Kalp çarpıntısı, titreme, boğulma hissi
Son on yılda sınavlara bağlı kaygı bozuklukları öğrenciler arasında gözle görülür şekilde arttı. Kalp çarpıntısı, titreme, nefes alamama ve bilinç kaybına varan kontrolsüzlük hissi gibi belirtiler yaşayan gençler, çoğu zaman bu durumu yalnız başlarına atlatmaya çalışıyor.
Fribourg kantonunda, öğrencilere yönelik psikolojik danışma hizmetlerine yapılan başvuruların üçte biri artık sınav kaygısı ve panik atak nedeniyle gerçekleşiyor. Bu durum, özellikle liselerde en öncelikli konulardan biri haline geldi.
Öğrencilerin ifadesiyle: 'Etrafımdaki sesler boğuklaşıyor'
RTS’ye konuşan bir öğrenci, yaşadığı panik anlarını şu sözlerle aktarıyor:
“Şiddetli bir kaygı atağı geçirdiğimde kalbim sanki ağrımaya başlıyor. Etrafımdaki sesler boğuklaşıyor. Tüm vücudum titriyor; sanki korkuyu dışarı atmaya çalışıyor gibiyim.”
Sessizlik odası ve kriz anı müdahale ekipleri
Fribourg’un Bulle kentinde bulunan Collège du Sud lisesi, Ocak ayında öğrencilerin rahatlaması için “sessizlik odası” adı verilen özel bir alan açtı. Ayrıca stresle başa çıkma kursları da veriliyor. Okulda psikoloji öğretmeni ve arabulucu olarak görev yapan François Gremion, sınıfta kaygı krizi geçiren öğrencilere doğrudan destek verdiğini belirtiyor.
“Genellikle öğrencinin omzuna elimi koyarak sakinleşmesi için birlikte nefes alıp veriyoruz. Yaşadığı şeyin çok rahatsız edici ama sağlığı için tehlikeli olmadığını, hayatının riskte olmadığını anlatıyorum. Birlikte bir nefes ritmi buluyoruz ve birkaç dakika içinde kriz geçiyor,” diyor Gremion.

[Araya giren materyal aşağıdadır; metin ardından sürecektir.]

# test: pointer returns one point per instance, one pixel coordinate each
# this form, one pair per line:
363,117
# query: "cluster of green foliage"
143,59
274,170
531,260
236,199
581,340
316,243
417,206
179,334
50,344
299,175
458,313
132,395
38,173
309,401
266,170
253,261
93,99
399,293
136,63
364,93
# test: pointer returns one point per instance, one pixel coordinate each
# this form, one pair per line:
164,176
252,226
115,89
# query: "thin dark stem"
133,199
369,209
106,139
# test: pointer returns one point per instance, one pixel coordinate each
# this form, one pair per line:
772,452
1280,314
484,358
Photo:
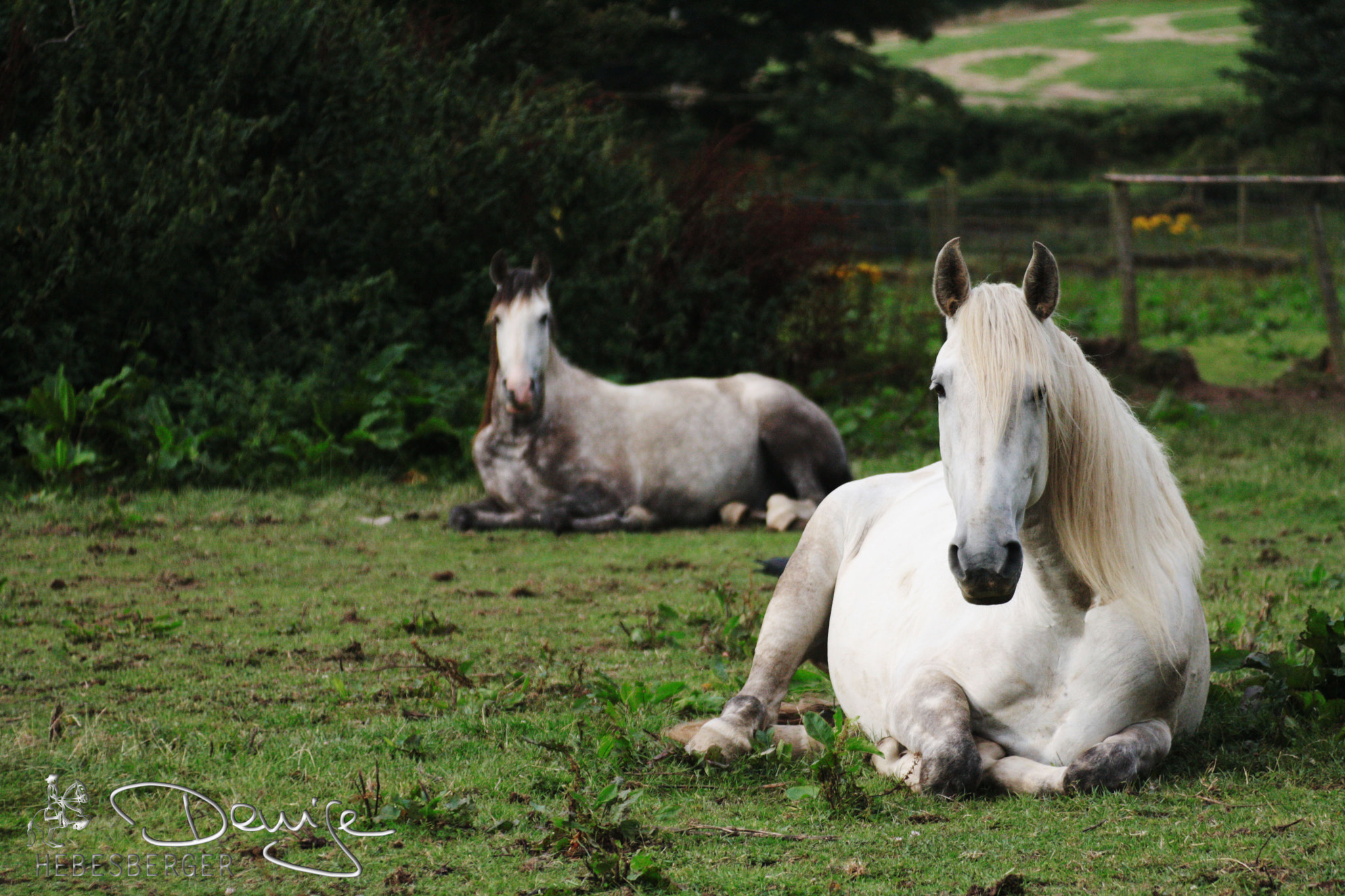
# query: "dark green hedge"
264,206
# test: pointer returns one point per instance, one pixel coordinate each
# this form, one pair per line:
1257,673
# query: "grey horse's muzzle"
988,576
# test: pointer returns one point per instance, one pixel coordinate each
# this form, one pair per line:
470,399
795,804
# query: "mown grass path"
298,670
1101,51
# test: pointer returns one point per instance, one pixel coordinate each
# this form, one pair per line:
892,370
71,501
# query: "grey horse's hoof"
557,522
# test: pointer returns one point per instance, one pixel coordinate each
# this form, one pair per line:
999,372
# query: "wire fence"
1258,226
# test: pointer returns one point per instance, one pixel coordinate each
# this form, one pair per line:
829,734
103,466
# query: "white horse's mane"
1110,494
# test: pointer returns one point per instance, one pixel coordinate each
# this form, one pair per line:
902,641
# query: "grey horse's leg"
490,513
463,516
803,442
794,629
634,519
933,746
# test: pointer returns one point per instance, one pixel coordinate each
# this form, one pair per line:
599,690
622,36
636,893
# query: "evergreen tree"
1297,72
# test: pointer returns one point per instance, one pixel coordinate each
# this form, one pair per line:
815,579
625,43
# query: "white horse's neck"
1064,590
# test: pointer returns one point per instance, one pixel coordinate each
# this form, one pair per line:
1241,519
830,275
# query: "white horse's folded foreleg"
1111,765
931,720
794,629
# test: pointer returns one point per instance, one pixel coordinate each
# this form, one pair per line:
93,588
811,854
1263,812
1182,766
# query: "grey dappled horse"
563,449
1023,613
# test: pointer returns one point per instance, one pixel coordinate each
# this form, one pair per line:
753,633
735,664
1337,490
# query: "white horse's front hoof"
720,735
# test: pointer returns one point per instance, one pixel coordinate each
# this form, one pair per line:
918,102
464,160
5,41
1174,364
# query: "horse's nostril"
956,563
1013,561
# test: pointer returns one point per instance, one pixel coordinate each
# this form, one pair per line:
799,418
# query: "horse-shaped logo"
62,811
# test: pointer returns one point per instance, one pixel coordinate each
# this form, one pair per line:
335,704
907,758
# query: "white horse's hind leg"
1126,756
794,629
898,762
1023,775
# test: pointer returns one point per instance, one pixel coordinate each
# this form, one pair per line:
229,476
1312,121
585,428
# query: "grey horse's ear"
951,281
499,269
1042,282
541,269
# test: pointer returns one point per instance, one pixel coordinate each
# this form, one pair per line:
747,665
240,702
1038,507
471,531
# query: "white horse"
560,448
1057,641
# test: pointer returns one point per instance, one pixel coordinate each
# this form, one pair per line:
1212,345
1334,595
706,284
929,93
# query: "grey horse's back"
801,442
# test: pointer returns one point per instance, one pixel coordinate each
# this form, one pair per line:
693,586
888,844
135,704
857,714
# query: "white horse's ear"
1042,282
541,269
499,269
951,281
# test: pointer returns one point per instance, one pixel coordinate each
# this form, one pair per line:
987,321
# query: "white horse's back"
1023,613
1042,683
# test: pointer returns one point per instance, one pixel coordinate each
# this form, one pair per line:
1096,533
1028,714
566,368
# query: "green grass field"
260,648
1098,51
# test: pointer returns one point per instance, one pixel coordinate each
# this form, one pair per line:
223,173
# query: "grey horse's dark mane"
519,282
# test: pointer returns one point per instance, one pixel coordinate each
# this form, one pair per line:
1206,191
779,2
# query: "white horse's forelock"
1110,494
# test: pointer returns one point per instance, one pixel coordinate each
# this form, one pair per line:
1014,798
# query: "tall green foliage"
280,186
1297,70
254,202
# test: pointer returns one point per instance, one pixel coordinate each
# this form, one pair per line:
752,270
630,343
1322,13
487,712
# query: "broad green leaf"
820,730
802,792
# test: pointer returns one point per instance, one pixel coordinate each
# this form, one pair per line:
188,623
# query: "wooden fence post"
1242,209
1121,219
1327,281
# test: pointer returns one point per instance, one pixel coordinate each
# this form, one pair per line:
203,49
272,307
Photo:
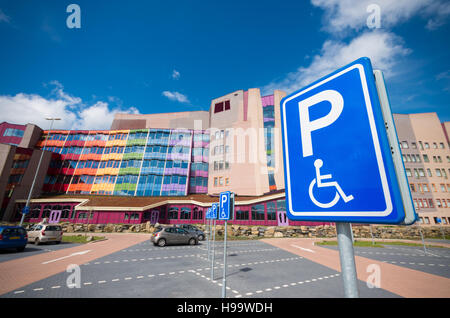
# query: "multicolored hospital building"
170,167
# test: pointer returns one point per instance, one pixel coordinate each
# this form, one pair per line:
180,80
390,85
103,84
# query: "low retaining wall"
322,231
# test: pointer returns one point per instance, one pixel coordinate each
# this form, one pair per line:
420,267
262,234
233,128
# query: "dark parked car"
192,229
13,237
173,235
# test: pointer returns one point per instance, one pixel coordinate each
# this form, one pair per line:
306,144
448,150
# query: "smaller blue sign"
214,209
224,206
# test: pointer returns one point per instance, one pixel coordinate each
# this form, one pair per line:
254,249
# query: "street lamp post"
39,165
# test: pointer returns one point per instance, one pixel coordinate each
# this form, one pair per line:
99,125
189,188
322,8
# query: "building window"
241,215
198,214
271,212
173,213
408,173
218,107
11,132
421,172
185,214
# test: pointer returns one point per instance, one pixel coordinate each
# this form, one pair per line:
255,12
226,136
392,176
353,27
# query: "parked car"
193,229
173,235
43,233
13,237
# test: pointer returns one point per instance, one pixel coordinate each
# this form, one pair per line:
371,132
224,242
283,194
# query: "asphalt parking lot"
434,261
254,269
31,250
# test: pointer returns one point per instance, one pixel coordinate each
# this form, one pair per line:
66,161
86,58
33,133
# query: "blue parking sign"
224,205
26,210
214,209
337,158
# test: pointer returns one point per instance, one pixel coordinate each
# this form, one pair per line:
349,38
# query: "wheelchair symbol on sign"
320,184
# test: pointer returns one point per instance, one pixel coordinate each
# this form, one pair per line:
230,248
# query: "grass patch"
238,238
377,244
80,238
411,244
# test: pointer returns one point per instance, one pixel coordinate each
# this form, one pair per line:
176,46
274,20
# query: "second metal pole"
224,281
213,251
346,254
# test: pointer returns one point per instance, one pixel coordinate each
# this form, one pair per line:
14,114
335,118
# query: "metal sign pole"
213,250
209,234
371,234
224,281
346,254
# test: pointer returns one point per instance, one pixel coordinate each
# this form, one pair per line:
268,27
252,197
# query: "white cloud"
4,17
32,108
175,74
176,96
383,48
344,15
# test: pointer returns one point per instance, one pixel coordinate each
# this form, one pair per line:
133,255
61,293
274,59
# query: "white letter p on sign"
307,126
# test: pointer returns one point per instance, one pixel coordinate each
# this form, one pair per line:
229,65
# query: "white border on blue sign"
376,143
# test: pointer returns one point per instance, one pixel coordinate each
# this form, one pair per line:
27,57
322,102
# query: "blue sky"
166,56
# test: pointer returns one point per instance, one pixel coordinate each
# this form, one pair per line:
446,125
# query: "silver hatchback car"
173,235
43,233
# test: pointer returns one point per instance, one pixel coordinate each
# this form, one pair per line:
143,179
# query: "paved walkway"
399,280
17,273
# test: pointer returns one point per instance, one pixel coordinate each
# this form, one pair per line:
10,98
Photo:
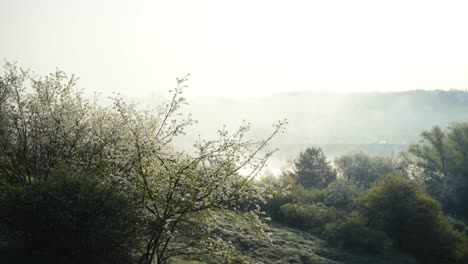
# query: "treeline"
416,202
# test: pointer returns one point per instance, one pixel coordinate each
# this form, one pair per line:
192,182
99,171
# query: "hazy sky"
241,48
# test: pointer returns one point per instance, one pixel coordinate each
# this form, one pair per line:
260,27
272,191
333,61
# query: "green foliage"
364,169
413,220
313,170
47,127
341,194
71,219
353,233
440,160
287,191
309,217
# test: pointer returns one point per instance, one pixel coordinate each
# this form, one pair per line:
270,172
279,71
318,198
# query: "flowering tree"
47,126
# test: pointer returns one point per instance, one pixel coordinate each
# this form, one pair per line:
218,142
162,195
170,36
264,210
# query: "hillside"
290,245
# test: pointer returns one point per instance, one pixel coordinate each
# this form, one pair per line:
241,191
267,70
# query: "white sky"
241,48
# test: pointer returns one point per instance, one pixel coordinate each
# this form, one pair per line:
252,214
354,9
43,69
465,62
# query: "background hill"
375,123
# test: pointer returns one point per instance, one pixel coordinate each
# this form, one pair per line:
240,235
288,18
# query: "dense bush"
342,194
353,233
364,169
70,219
313,170
413,220
309,217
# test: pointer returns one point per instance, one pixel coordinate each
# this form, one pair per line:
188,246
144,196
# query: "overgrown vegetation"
86,183
375,205
55,146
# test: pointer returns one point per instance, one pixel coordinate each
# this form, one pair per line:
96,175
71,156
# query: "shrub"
342,194
70,219
353,233
413,220
310,217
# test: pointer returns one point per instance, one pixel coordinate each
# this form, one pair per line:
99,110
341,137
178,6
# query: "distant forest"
373,123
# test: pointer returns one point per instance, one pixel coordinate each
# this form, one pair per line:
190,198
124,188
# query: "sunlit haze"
241,48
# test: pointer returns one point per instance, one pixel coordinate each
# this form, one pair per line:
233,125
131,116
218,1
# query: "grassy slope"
289,245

Ayrıca öğretmenler, kriz anlarında müdahale edebilecek özel eğitim almış öğrenci gruplarını çağırabiliyor. Yeni eğitim yılı itibarıyla okulun tüm personeline ve öğretmenlerine, kaygı krizlerine nasıl müdahale edileceğine dair eğitim verilecek.
'Yardımı kabul etmek gerek'
RTS’ye konuşan bir diğer öğrenci, yardım aldıktan sonra yaşadığı dönüşümü şöyle özetliyor:
“Yardımı kabul etmeyi öğrenmek gerekiyor. Bana destek olunmaya başlandığında anladım ki bu durumdan çıkış var ve sonsuza kadar bu duygunun içinde kalmayacağım.”
Erken yaşta tıbbi destek arayışı
Cenevre’de görev yapan psikiyatrist Pierre Sindelar, bu durumun giderek daha erken yaşlara indiğine dikkat çekiyor:
“Eskiden yalnızca üniversite öğrencilerinde görülüyordu. Şimdi lise ve yönlendirme yılındaki öğrencilerde de sıkça rastlıyoruz. Birçoğu çareyi hemen ilaçta arıyor. Kimi zihinsel performansı artırmak için uyarıcı istiyor, kimi de kaygıyı bastırmak için sakinleştirici.”
Panik ataklar bulaşıcı olabilir
Fribourg’daki öğrenci psikolojik danışma hizmetlerinden Rita Raemy ise panik atakların sosyal etkisine dikkat çekiyor:
“Bir arkadaş, atak geçiren kişiye yardım etmeye çalıştığında, işe yaramadığını hissettiği anda kendisini yetersiz hissediyor. Bu da durumu izleyen kişide benzer kaygıların tetiklenmesine neden olabiliyor.”